In exactly one week, I will start my vaccination journey! I know the vaccine can currently still be polarizing for many, but I believe it is the right decision for me and everyone should do what they feel comfortable. But in terms of the supply chain and the pharma industries, there is no debate that this is an exciting time!
For SDCE’s March edition, I published an article focused on the state of the pharmaceutical supply chain, which primarily focused on how the coronavirus (COVID-19) pandemic has changed the industry forever. When I finished that article, all three COVID-19 vaccines (Moderna, Pfizer and Johnson & Johnson) were limited throughout the country available to only those in limited eligible groups. Today, states are slowly increasing the eligibility requirements as more vaccine supplies become available. For instance, I live in New Jersey and the state will allow everyone over the age of 16 in the state to sign up for the vaccine after April 19.

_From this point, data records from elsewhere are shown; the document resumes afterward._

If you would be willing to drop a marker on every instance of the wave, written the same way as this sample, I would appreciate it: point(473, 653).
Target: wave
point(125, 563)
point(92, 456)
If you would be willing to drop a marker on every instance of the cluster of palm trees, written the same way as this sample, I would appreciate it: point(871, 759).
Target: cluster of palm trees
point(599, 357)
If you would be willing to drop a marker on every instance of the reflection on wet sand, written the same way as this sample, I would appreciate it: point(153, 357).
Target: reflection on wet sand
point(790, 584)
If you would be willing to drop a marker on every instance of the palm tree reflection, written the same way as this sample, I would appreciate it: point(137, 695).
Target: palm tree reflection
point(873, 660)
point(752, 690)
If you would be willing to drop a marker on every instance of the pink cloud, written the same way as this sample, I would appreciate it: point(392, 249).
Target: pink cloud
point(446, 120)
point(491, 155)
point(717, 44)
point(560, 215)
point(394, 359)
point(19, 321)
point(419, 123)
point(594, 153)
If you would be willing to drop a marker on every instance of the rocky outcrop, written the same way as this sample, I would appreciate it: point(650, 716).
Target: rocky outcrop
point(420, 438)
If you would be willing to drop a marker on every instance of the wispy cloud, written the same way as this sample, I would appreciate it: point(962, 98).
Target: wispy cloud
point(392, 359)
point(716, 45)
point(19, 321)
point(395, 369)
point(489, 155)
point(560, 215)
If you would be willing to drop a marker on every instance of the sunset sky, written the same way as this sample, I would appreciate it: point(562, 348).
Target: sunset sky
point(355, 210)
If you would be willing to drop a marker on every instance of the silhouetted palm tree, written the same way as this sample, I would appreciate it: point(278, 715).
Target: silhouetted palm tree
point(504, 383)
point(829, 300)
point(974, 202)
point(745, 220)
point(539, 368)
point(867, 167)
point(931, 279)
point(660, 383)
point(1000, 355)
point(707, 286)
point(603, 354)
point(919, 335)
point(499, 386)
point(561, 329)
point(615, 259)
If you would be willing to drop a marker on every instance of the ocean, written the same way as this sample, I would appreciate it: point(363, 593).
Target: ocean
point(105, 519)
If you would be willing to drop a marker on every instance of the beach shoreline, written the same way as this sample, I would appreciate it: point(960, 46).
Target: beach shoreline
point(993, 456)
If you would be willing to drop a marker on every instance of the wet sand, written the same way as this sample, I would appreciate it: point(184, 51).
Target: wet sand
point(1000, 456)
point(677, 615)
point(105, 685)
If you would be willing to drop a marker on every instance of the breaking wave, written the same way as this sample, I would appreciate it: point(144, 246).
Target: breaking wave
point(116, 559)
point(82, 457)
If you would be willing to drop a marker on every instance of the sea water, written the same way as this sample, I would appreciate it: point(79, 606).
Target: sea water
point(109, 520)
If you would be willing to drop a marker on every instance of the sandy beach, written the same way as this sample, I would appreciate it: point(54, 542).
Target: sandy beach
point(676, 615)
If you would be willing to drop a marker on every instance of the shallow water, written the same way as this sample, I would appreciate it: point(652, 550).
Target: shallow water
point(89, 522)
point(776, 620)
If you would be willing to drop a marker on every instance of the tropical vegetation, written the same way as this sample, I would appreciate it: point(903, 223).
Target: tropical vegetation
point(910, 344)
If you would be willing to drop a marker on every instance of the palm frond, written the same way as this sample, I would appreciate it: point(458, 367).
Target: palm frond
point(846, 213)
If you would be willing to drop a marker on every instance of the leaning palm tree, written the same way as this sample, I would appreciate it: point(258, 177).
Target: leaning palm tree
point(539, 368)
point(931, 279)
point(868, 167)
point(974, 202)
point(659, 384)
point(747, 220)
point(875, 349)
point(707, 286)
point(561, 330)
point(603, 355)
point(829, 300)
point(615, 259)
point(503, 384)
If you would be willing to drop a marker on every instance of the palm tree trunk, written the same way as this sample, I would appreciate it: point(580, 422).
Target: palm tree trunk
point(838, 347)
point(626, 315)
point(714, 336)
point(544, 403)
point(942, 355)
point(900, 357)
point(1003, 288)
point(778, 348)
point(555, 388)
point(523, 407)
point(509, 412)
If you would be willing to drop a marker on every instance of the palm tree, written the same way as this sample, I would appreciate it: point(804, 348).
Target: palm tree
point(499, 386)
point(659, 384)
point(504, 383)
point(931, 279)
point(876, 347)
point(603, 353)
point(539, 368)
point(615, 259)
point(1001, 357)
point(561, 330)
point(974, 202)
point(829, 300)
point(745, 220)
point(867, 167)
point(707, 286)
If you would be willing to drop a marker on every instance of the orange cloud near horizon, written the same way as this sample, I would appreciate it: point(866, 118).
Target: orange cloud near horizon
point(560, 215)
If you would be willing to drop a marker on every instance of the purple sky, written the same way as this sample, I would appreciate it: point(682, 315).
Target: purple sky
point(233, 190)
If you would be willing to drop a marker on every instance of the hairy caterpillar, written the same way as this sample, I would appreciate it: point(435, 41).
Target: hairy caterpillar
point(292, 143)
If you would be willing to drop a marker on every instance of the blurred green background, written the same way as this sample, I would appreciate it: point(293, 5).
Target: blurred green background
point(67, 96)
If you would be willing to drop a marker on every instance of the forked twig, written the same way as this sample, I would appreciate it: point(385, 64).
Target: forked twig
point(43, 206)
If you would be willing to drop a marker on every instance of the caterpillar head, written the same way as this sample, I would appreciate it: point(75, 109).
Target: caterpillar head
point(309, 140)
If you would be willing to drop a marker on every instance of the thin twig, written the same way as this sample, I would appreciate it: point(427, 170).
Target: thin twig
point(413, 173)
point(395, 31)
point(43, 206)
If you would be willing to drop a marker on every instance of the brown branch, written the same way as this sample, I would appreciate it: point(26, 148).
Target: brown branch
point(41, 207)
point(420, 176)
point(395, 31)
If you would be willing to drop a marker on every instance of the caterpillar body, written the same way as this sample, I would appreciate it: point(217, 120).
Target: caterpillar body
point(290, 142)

At first, it was difficult to get an appointment. But once I discovered megasites nearby and went to directly to the source, availability opened right up.
The good, the bad, the ugly
So, what is happening in the vaccine supply chain right besides this supply chain editor getting vaccinated?
Well for one, last week FedEx announced that it had delivered more than 100 million doses of the vaccine throughout the United States and the Centers for Disease Control and Prevention announced 200 million had been delivered to administration sites total.
Additionally, IBM partnered with the state of New York for a pilot program that would allow residents to share voluntary proof of a negative COVID-19 test or certification of vaccination through its Digital Health Pass platform, powered by blockchain. The company also works with Moderna for a broader version as well as for vaccine management solutions for end-to-end traceability.
Many experts are commending the supply chain and distribution partners involved in the vaccine rollouts on an unprecedented performance and plan, as the development and distribution of the COVID-19 vaccines happened faster than any other in history. However, while there are many heroes in this game, there are some villains as well. Unfortunately, criminals are attempting to sell fake versions of these vaccines. INTERPOL announced that South African authorities were able to seize the equivalent to 2,400 doses of counterfeit vaccines at a warehouse in Germiston, Gauteng in addition to fake 3M masks.
Numerous other fake vaccine stashes have been found throughout the world and for sale online and even at a health clinic for $2,000. INTERPOL and many other policing organizations worldwide are diligently working on combatting this issue.
Another pharma company, AstraZeneca, is distributing its own vaccine throughout many parts of the world, but not yet in the United States. The current White House administration is looking for the company to start manufacturing in the United States, adding a fourth option for a COVID-19 vaccine in the country. However, drug regulators in Europe have determined a link between blood clots and this vaccine but maintain that the benefits outweigh the potential risks. The incidents were reported at a rate of 1 out of 100,000 and as of March 22, 18 were fatal in total.
There will continue to be ups and downs throughout the pharmaceutical supply chain as we attempt to reach heard immunity. But the ingenuity and hard work that has gone into these vaccines and getting them out the public remains true and I look forward to seeing where it will take us.